There is perhaps no other discipline where the past informs the present to the extent that inventions and technological advancements do. Humankind has been driven by the desire to improve efficiency and develop means by which the impossible becomes possible. Technology, simply defined as “the application of scientific knowledge for practical purposes” can be represented by a wide array of different forms, including books, metal samples, and complex devices.

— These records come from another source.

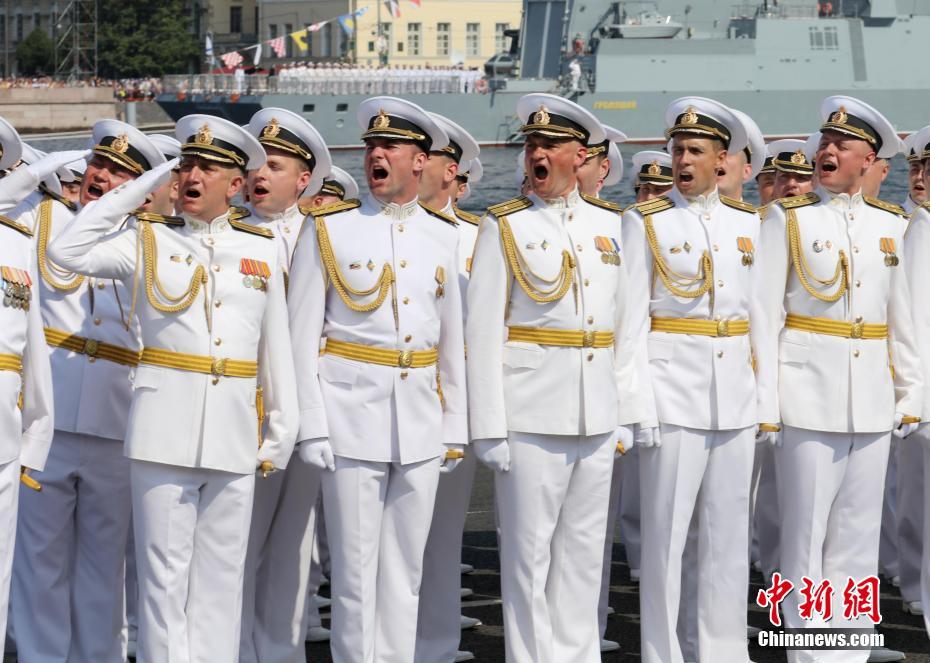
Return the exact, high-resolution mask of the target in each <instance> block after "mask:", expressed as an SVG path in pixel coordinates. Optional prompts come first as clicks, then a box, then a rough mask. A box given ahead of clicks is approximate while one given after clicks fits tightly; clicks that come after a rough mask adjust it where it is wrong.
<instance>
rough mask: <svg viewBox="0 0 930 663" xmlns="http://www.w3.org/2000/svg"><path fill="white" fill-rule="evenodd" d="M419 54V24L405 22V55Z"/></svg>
mask: <svg viewBox="0 0 930 663" xmlns="http://www.w3.org/2000/svg"><path fill="white" fill-rule="evenodd" d="M419 54H420V24H419V23H408V24H407V55H419Z"/></svg>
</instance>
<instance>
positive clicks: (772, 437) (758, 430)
mask: <svg viewBox="0 0 930 663" xmlns="http://www.w3.org/2000/svg"><path fill="white" fill-rule="evenodd" d="M761 427H762V424H759V425H758V426H756V444H764V443H766V442H768V443H769V444H771V445H772V446H773V447H780V446H781V432H780V431H771V430H768V431H764V430H760V428H761Z"/></svg>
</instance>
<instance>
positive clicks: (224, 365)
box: [139, 348, 258, 378]
mask: <svg viewBox="0 0 930 663" xmlns="http://www.w3.org/2000/svg"><path fill="white" fill-rule="evenodd" d="M139 361H140V363H142V364H149V365H150V366H160V367H162V368H174V369H177V370H179V371H190V372H192V373H204V374H206V375H212V376H213V377H215V378H221V377H227V378H254V377H256V376H257V375H258V362H257V361H249V360H247V359H222V358H219V357H204V356H202V355H189V354H186V353H184V352H172V351H171V350H162V349H160V348H145V349H144V350H142V358H141V359H140V360H139Z"/></svg>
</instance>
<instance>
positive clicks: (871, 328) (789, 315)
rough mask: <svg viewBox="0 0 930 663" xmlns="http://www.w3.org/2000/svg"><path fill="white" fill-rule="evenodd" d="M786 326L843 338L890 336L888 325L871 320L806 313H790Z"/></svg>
mask: <svg viewBox="0 0 930 663" xmlns="http://www.w3.org/2000/svg"><path fill="white" fill-rule="evenodd" d="M785 327H787V328H788V329H797V330H799V331H809V332H813V333H814V334H826V335H827V336H840V337H842V338H864V339H870V340H882V339H885V338H888V325H883V324H878V323H870V322H848V321H846V320H831V319H830V318H813V317H810V316H806V315H797V314H795V313H789V314H788V316H787V317H786V318H785Z"/></svg>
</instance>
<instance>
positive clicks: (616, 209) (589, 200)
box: [581, 193, 623, 214]
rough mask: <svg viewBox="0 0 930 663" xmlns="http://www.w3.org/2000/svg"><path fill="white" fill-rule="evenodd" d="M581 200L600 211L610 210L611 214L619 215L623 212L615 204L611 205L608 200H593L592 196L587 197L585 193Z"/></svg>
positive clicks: (583, 195)
mask: <svg viewBox="0 0 930 663" xmlns="http://www.w3.org/2000/svg"><path fill="white" fill-rule="evenodd" d="M581 198H582V199H583V200H584V201H585V202H586V203H591V204H592V205H594V206H595V207H600V208H601V209H606V210H610V211H611V212H617V213H618V214H619V213H621V212H622V211H623V210H622V208H621V207H620V205H618V204H617V203H612V202H610V201H609V200H601V199H600V198H595V197H594V196H589V195H588V194H586V193H583V194H581Z"/></svg>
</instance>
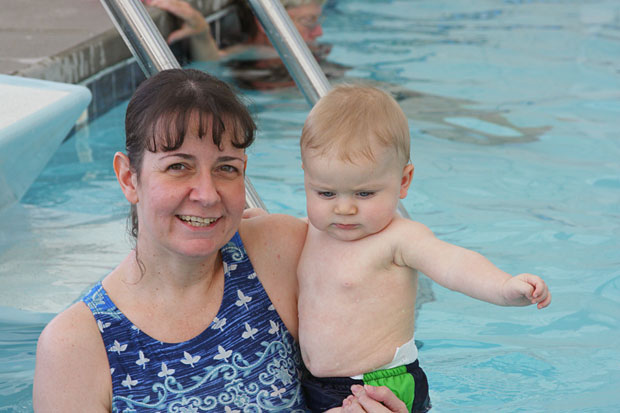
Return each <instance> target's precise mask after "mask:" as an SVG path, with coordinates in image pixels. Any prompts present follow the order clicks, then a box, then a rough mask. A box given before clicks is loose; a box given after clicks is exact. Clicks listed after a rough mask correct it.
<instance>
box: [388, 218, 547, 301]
mask: <svg viewBox="0 0 620 413" xmlns="http://www.w3.org/2000/svg"><path fill="white" fill-rule="evenodd" d="M396 231H397V234H398V235H397V238H398V239H397V247H396V253H395V262H396V264H398V265H404V266H408V267H410V268H414V269H417V270H419V271H421V272H423V273H424V274H426V275H427V276H428V277H430V278H431V279H432V280H434V281H435V282H437V283H439V284H440V285H442V286H444V287H446V288H449V289H451V290H454V291H459V292H461V293H464V294H467V295H469V296H470V297H473V298H477V299H479V300H483V301H487V302H489V303H493V304H497V305H505V306H525V305H530V304H538V308H544V307H546V306H547V305H549V303H550V302H551V294H550V293H549V289H548V287H547V285H546V284H545V282H544V281H543V280H542V279H541V278H540V277H538V276H536V275H532V274H520V275H518V276H516V277H513V276H511V275H510V274H508V273H506V272H504V271H502V270H500V269H499V268H497V267H496V266H495V265H493V264H492V263H491V262H490V261H489V260H488V259H486V258H485V257H483V256H482V255H480V254H478V253H477V252H474V251H470V250H468V249H465V248H461V247H458V246H456V245H452V244H449V243H447V242H444V241H442V240H440V239H438V238H437V237H435V235H434V234H433V233H432V232H431V230H430V229H428V228H427V227H426V226H425V225H423V224H420V223H419V222H413V221H409V220H404V219H403V220H399V227H398V228H397V230H396Z"/></svg>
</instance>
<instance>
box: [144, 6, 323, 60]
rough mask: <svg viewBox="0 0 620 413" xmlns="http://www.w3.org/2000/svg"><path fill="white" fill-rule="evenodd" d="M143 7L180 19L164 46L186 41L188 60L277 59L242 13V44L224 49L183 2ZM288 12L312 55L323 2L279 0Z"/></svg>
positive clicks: (268, 41)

The development and use of new metals and alloys have defined entire eras of human history, with steel being synonymous with modern bridges and skyscrapers. In turn, civil engineers have been responsible for designing such large-scale structures and understanding how they could fail. Advances in materials and technology have necessitated new tools and machinery for production, such as a warehouse sized heavy metal press capable of exerting 50,000 tons of force. The invention of the automobile, and the internal combustion engine that powered it, has shaped urban development and society around the world. Cars have developed from simple machines to immensely complex combinations of electronics and mechanical parts. Other than steel, no material has impacted the modern era as much as plastic. Bakelite, first developed in 1907 and since designated a National Historic Chemical Landmark, became crucial in the rise of consumer electronics.
Preserving documentation of old technological developments and representative samples could enable the repair of active machinery or provide context for understanding the historical impact of technology and the effect it had on our society.